Simple Mail Transfer Protocol is the de facto standard for e-mail transmission across the Internet. SMTP is a relatively simple, text-based protocol, where one or more recipients of a message are specified (and in most cases verified to exist) and then the message text is transferred.
Simple Network Management Protocol. The network management protocol used almost exclusively in TCP/IP networks. SNMP provides a means to monitor and control network devices, and to manage configurations, statistics collection, performance, and security.
Secure Sockets Layer is commonly used protocol for managing the security of a message transmission on the internet. Sockets refers to the sockets method of passing data back and forth between a client and a server program in a network or between program layers in the same computer. SSL uses the public- and private-key encryption system, which includes the use of a digital certificate.
SYN (synchronize) is a type of packet used by the Transmission Control Protocol (TCP) when initiating a new connection to synchronize the sequence numbers on two connecting computers. The SYN is acknowledged by a SYN/ACK by the responding computer.
An IP address which is the same every time you log on to the Internet. See IP for more information.
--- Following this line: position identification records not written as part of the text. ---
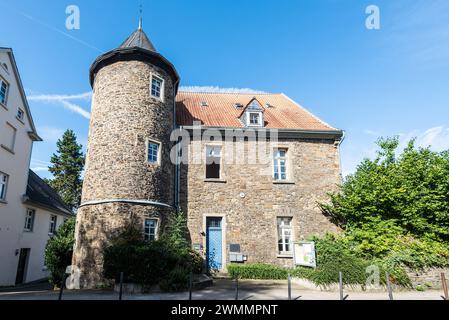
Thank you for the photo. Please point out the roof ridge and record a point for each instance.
(307, 111)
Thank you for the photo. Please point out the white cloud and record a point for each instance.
(419, 30)
(39, 169)
(437, 138)
(63, 100)
(216, 89)
(354, 151)
(371, 132)
(58, 97)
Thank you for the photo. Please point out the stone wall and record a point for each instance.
(124, 116)
(250, 201)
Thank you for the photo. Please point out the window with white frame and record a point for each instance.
(153, 151)
(29, 220)
(157, 87)
(150, 229)
(3, 185)
(254, 118)
(53, 221)
(3, 91)
(213, 162)
(20, 114)
(284, 225)
(280, 164)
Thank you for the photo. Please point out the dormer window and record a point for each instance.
(254, 118)
(20, 114)
(3, 91)
(157, 87)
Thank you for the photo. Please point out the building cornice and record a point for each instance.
(334, 135)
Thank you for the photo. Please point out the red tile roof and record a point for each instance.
(221, 111)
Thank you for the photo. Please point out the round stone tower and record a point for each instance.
(129, 177)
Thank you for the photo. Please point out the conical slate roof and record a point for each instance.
(138, 39)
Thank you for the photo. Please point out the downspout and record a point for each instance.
(339, 153)
(177, 166)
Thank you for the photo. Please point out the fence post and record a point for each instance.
(444, 284)
(121, 286)
(390, 291)
(236, 288)
(340, 282)
(190, 285)
(61, 290)
(289, 278)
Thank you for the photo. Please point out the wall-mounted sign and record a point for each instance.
(304, 253)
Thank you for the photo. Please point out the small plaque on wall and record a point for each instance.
(304, 253)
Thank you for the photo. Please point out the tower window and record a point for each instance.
(280, 164)
(20, 114)
(3, 184)
(150, 229)
(153, 151)
(29, 220)
(157, 87)
(284, 225)
(52, 227)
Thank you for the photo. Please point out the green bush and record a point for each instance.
(177, 279)
(167, 262)
(333, 256)
(58, 251)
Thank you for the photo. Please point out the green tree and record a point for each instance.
(67, 166)
(404, 194)
(59, 249)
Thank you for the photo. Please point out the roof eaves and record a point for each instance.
(310, 113)
(33, 133)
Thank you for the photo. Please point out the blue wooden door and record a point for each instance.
(214, 243)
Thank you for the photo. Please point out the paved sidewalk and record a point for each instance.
(223, 289)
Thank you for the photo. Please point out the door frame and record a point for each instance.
(223, 236)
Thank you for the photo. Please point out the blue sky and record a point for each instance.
(371, 83)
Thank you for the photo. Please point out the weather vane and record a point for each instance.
(140, 16)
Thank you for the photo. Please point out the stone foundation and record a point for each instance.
(96, 225)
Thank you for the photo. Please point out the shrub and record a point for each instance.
(58, 251)
(167, 262)
(177, 279)
(333, 256)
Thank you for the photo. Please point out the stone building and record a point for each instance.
(248, 170)
(30, 211)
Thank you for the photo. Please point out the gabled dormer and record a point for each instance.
(252, 115)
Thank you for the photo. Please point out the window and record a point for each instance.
(213, 160)
(3, 185)
(3, 91)
(9, 140)
(29, 220)
(20, 114)
(150, 229)
(254, 119)
(157, 87)
(285, 235)
(53, 220)
(153, 152)
(280, 164)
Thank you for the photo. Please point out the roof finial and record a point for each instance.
(140, 17)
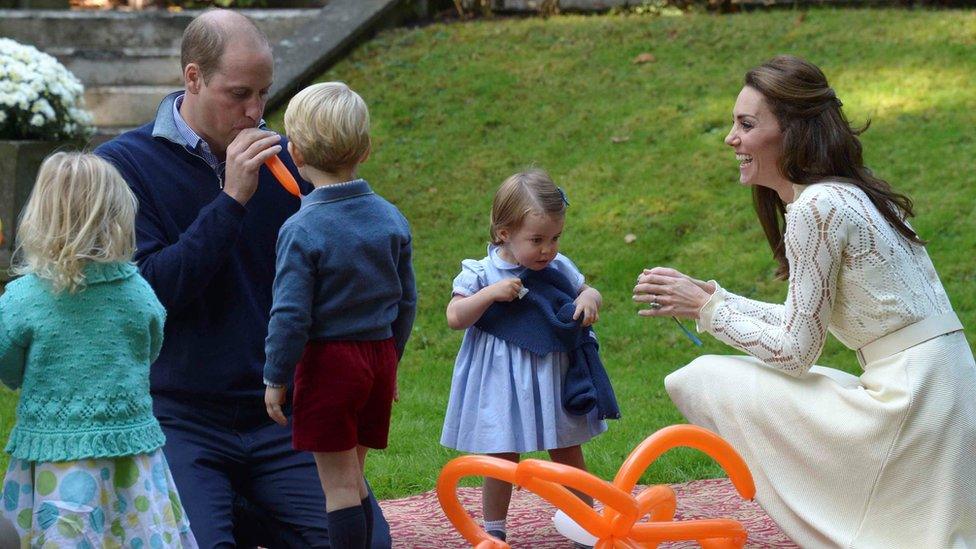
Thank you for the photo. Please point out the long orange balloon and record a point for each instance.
(283, 176)
(617, 527)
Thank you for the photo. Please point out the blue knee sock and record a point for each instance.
(347, 528)
(368, 513)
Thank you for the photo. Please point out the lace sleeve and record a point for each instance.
(789, 337)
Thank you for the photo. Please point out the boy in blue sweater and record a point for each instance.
(344, 301)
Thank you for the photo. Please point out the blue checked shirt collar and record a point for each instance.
(194, 141)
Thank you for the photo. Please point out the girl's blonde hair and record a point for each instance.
(80, 211)
(528, 192)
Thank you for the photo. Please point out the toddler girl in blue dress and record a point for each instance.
(506, 400)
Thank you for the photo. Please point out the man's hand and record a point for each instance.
(274, 399)
(245, 155)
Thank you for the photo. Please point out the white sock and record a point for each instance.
(498, 525)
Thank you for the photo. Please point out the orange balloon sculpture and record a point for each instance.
(617, 525)
(283, 176)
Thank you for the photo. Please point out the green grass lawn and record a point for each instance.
(638, 147)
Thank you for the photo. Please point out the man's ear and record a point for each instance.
(296, 155)
(192, 78)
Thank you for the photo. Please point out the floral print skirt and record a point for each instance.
(128, 502)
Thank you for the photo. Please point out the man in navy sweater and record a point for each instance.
(209, 215)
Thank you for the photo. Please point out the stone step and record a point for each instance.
(126, 106)
(116, 30)
(129, 66)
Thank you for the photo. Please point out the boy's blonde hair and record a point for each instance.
(80, 211)
(528, 192)
(329, 124)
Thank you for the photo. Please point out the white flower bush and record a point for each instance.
(39, 97)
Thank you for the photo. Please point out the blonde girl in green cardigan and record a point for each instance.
(78, 332)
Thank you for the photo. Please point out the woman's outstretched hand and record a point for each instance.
(671, 293)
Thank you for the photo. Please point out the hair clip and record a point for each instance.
(562, 193)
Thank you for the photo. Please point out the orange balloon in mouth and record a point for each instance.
(283, 176)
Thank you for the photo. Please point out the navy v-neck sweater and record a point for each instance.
(210, 260)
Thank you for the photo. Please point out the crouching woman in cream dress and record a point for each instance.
(887, 459)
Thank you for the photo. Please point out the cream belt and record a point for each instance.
(908, 337)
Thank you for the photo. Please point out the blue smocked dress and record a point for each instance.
(504, 398)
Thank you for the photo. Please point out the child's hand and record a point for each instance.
(274, 399)
(506, 290)
(588, 306)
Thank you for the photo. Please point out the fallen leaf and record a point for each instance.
(644, 58)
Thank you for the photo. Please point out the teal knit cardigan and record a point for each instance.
(83, 360)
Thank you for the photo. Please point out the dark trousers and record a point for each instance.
(240, 481)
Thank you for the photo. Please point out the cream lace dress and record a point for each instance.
(887, 459)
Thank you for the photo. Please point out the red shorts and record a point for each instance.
(344, 395)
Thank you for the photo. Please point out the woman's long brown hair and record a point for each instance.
(819, 145)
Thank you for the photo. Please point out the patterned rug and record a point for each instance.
(418, 522)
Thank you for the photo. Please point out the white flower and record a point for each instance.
(35, 87)
(43, 107)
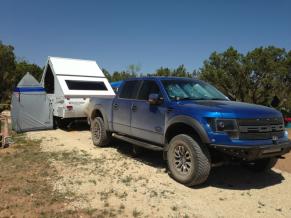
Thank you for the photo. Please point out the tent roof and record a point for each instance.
(74, 67)
(28, 81)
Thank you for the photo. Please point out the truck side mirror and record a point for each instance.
(155, 99)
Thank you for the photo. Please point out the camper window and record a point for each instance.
(86, 85)
(49, 84)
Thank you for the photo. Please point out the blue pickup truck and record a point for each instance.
(193, 123)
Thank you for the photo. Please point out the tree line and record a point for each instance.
(261, 76)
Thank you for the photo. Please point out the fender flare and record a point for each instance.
(192, 123)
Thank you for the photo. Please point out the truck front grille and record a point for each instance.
(260, 129)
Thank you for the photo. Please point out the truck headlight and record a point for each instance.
(228, 126)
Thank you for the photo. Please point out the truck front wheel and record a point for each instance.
(261, 165)
(100, 136)
(188, 162)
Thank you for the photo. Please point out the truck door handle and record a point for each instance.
(115, 106)
(133, 107)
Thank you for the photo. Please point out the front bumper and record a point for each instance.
(254, 152)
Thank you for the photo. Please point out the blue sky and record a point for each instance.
(148, 33)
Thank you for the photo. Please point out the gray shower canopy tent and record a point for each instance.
(31, 107)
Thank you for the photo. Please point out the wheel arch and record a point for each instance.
(185, 125)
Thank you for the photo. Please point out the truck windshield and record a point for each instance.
(191, 90)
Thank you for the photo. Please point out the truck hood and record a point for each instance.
(228, 109)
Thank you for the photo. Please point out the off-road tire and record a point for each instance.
(60, 123)
(261, 165)
(196, 155)
(100, 136)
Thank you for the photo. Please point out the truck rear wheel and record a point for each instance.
(261, 165)
(100, 136)
(188, 162)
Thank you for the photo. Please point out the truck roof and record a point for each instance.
(160, 78)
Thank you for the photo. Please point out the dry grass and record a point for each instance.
(26, 183)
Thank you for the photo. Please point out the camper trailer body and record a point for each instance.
(70, 82)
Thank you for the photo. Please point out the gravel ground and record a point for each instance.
(129, 186)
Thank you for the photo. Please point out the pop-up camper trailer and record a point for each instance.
(68, 85)
(31, 108)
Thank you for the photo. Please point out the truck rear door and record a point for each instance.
(147, 121)
(122, 106)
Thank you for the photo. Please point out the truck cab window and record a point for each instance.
(148, 87)
(49, 83)
(129, 89)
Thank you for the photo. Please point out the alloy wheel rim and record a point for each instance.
(182, 159)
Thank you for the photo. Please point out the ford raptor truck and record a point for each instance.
(193, 123)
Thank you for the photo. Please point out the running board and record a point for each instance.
(137, 142)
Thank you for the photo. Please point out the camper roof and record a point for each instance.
(75, 67)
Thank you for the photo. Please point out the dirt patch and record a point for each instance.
(110, 180)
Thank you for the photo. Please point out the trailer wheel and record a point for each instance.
(100, 136)
(188, 162)
(261, 165)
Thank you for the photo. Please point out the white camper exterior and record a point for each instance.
(69, 84)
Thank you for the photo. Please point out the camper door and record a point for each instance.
(31, 107)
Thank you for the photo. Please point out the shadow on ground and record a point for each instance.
(78, 125)
(233, 177)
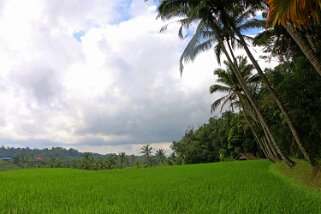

TCP stands for Transmission Control Protocol. TCP is one of the main protocols in TCP/IP networks. Whereas the IP protocol deals only with packets, TCP enables two hosts to establish a connection and exchange streams of data. TCP guarantees delivery of data and also guarantees that packets will be delivered in the same order in which they were sent.
LAN technology was developed and promoted by IBM in the early 1980s and standardised as IEEE 802.5 by the Institute of Electrical and Electronics Engineers. Initially very successful, it went into steep decline after the introduction of 10BASE-T for Ethernet and the EIA/TIA 568 cabling standard in the early 1990s. A fierce marketing effort led by IBM sought to claim better performance and reliability over Ethernet for critical applications due to its deterministic access method, but was no more successful than similar battles in the same era over their Micro Channel architecture. IBM no longer uses or promotes Token-Ring. Madge Networks, a one time competitor to IBM, is now considered to be the market leader in Token Ring.
A person who uses a computer, including a programmer or end user.
How the user controls a program. Perhaps the simplest UI is a keyboard and command line, to enter text commands. Sometimes called a "console".
In network security, a vulnerability refers to any flaw or weakness in the network defense that could be exploited to gain unauthorized access to, damage or otherwise affect the network.
The term Web server can mean one of two things:
1. A computer that is responsible for accepting HTTP requests from clients, which are known as Web browsers, and serving them Web pages, which are usually HTML documents and linked objects (images, etc.).
2. A computer program that provides the functionality described in the first sense of the term.
Wildcards are symbols that add flexibility to a keyword search by extending the parameters of a search word. This can help if you are not certain of spelling, or only know part of a term, or want all available spellings of a word (British and American English, for example). * stands for one-or-more characters (useful for all suffixes or prefixes), # stands for a single character, and ? stands for zero-to-nine characters.
Short for World-Wide Web. It is a global information space which people can read-from and write-to via a large number of different Internet-connected devices.